THE COLUMN

Issue No. 47, November 11, 1995


NO CHOICES

IVAN HOFFMAN

We never have the choice to change anyone else. Of all the options available to us in any relationship, whether the relationship be one of romantic love, friendship, or otherwise, trying to change the other person is simply not one of those choices. (For readability sake only, let me refer to the "other person" as "he." It works both ways.)

We are limited to two options only: (check one)

  1. we can either accept him for who he is at that moment; or
  2. we can leave.
Attempting to change him creates conflicts not only in the relationship generally but in him specifically. He has a great deal invested in who he is. Whether or not he likes who he is does not matter because even if he dislikes himself and claims he wishes to change, he still has all of his life invested in the definition he has created. By forcing him to choose between who he knows and who he does not know creates further conflict. Most of us find it scary in the extreme to step out into the unknown about anything and so, if there is pressure on him to change the essence of who he is, it is likely that something has to give and it probably will be the relationship.

And even if the relationship does not end, he will never feel comfortable because he knows, even if he does not acknowledge it, that she is not accepting him for who he is. "If she really knew who I was, she wouldn't want me to change," or something like that.

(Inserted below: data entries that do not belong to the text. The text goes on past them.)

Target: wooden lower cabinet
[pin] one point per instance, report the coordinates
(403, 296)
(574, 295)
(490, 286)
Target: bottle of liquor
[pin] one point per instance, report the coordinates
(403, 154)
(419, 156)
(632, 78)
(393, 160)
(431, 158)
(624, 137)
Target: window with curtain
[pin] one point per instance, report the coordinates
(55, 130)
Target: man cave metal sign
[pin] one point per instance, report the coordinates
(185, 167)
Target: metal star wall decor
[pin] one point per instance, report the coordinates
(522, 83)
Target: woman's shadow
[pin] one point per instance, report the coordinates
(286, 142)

And she will never be comfortable either for it is something inside her that is causing her to want him to change. "After all, if he loved me he would change," or something like that.

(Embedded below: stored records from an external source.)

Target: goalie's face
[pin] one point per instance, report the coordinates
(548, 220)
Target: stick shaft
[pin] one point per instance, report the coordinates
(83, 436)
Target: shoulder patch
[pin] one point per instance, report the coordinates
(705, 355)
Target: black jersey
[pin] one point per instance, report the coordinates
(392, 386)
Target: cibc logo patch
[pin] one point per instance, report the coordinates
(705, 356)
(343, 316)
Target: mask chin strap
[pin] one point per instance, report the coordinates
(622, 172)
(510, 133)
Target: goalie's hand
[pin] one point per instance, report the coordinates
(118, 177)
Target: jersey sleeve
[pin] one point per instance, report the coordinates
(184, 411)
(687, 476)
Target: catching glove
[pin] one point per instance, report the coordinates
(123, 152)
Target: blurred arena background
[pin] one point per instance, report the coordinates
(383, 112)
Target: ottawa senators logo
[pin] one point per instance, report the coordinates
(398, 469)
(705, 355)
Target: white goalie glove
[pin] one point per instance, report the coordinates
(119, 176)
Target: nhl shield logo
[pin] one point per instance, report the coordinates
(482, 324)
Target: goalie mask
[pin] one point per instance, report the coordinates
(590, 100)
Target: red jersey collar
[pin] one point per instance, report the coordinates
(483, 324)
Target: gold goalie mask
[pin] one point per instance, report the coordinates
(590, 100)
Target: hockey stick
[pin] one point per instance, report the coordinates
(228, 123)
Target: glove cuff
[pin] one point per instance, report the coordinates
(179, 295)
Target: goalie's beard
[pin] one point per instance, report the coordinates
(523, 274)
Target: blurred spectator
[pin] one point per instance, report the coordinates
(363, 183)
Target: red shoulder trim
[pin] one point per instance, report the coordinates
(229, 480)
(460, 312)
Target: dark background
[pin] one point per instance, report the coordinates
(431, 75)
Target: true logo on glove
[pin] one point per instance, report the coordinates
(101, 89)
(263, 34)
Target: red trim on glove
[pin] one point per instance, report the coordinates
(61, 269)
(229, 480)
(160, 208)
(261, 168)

As a result, there can never be any intimacy between the parties to the relationship.

As a result, there can never be any intimacy between the parties because he is not allowed to be who he is. And if he cannot be who he is, then she cannot be who she is either since she is constantly doing battle within herself about who she is and the reasons she cannot accept who he is. So neither he nor she can ever really connect with the other because neither is being who they are.

But there is also a spiritual reason why we have no choice to change the other person. (And to be politically correct, "the other person" is now called "she.") The individual destinies that brought them together were based upon who each was when they met. If he interferes with her destiny by trying to make her be someone she is not, then he is, at the same time interfering with his own destiny because their two destinies are linked together. They need to find a place of balance and harmony and can only do so when each is free to be who they are, no matter how painful that course of conduct may be.

Of course, the immediate response is that if each remains who they are, then the relationship may break up. But that is choice 2 above. If the relationship dissolves in some form because neither one wanted or was able to change, then that is what the universe wanted for each. Each needed to lose the other in order that each one's destiny could be fulfilled.

Now, this does not mean that either cannot, by their example, offer to the other options to change. If, during the course of the relationship he or she elects to change, based upon the example of the other or for any other reason, then it is because it is his or her destiny to do so. But there is no interference with destiny because the choice to change was voluntarily. In such an instance, it was his or her destiny to meet the other and change themselves because it was a free, harmonious and balanced decision to do so.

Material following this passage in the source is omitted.